Los wieroos volaban de un lado a otro, entrando y saliendo del templo. Otros cruzaban a pie el terreno descubierto, ayudándose con sus grandes alas, de modo que apenas rozaban el suelo. Dejar la boca del túnel habría sido arriesgarse a ser descubierto y capturado al instante; pero Bradley no sabía por qué otro camino podría escapar, a menos que rehiciera sus pasos corriente arriba y buscara salir por el otro extremo de la ciudad. La idea de recorrer de nuevo aquel oscuro y horripilante túnel tal vez durante kilómetros era insoportable: tenía que haber otro medio. Tal vez después de que oscureciera podría atravesar los terrenos del templo y seguir corriente abajo hasta dejar atrás la ciudad. Y así esperó hasta que sus miembros quedaron casi paralizados de frío, y supo que tenía que encontrar algún otro plan de huida.

Casi había decidido arriesgarse a nadar bajo el agua hasta el templo, a pesar de que corría el peligro de que cualquier wieroo que volara sobre el arroyo pudiera verlo fácilmente, cuando de nuevo un objeto flotante chocó contra él desde atrás. Se giró rápidamente y vio que era lo que había supuesto: un cadáver wieroo sin alas y sin cabeza. Con un gruñido de disgusto estaba apunto de apartarlo de él de un empujón cuando el atuendo blanco que lo amortajaba le sugirió un osado plan.

Agarró al cadáver por un brazo y le quitó el atuendo y luego dejó el cuerpo flotar corriente abajo, hacia el templo. Con gran cuidado se envolvió en la túnica, disponiendo sobre su propia cabeza la zona manchada de sangre que había cubierto el cuello cercenado. Apretó lo más fuerte posible su zurrón contra su pecho y lo ocultó bajo su chaqueta. Así, se introdujo suavemente en la corriente y, de espaldas, se dejó flotar hacia la luz del sol.
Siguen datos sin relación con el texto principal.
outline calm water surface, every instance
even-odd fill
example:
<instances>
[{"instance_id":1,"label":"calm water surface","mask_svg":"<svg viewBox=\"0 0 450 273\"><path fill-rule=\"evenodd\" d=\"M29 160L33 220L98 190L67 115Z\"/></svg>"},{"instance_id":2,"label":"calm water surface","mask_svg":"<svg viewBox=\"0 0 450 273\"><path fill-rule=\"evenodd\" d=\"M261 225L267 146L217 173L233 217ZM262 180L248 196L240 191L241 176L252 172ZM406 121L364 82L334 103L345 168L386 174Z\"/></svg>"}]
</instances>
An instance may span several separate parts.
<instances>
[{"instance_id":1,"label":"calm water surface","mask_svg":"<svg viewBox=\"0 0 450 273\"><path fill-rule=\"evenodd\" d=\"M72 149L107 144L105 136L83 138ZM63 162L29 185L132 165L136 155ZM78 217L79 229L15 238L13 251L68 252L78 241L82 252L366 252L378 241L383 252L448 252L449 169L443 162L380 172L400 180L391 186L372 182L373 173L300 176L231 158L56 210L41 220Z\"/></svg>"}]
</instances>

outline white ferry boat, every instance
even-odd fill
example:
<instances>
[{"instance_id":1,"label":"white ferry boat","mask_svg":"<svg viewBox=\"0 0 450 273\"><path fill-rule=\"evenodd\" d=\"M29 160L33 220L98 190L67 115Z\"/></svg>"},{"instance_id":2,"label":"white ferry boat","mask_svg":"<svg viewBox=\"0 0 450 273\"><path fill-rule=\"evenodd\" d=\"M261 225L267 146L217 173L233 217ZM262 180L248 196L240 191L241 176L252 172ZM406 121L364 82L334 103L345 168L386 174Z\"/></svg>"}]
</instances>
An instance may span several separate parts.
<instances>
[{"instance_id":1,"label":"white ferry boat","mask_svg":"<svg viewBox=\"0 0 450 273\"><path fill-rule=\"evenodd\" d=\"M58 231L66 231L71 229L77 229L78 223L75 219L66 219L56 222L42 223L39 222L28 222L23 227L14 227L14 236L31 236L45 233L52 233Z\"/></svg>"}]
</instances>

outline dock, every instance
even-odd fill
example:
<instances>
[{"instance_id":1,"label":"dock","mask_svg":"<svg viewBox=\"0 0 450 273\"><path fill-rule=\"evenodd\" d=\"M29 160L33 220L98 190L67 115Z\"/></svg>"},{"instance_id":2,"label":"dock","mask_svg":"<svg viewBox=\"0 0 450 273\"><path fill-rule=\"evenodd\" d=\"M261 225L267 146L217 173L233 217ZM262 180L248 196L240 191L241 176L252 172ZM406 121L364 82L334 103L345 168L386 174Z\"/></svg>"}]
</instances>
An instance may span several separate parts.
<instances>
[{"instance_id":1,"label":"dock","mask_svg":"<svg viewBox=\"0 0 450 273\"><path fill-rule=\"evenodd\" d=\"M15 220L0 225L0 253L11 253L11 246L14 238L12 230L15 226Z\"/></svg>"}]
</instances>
A través de la tela podía distinguir objetos grandes. Vio a un wieroo aletear sobre él; vio las orillas del riachuelo pasar de largo; oyó un súbito quejido en la orilla derecha, y el corazón se le paró al pensar que lo habían descubierto, pero no movió ni un solo músculo y no traicionó que sólo un frío trozo de barro flotaba sobre el fondo del agua. Pronto, aunque le pareció una eternidad, la luz del sol se apagó, y supo que la corriente lo había hecho llegar al templo.

Buscó rápidamente el fondo con los pies y rápidamente se irguió, arrancando la tela ensangrentada y pegajosa de su torso. A ambos lados había paredes pulidas y ante él el río trazaba un brusco giro y desaparecía. Avanzando cautelosamente, se acercó al recodo y se asomó. A su izquierda había una baja plataforma a un palmo sobre el nivel del agua, y no tardó tiempo en subir hasta allí, pues estaba empapado de la cabeza a los pies, y sentía frío y estaba casi exhausto.

Mientras descansaba en el saliente pavimentado de cráneos, vio en el centro de la cripta sobre el río otro de aquellos siniestros agujeros redondos, y esperó ver caer de un momento a otro un cadáver sin cabeza, lanzado en su último viaje a una tumba acuática.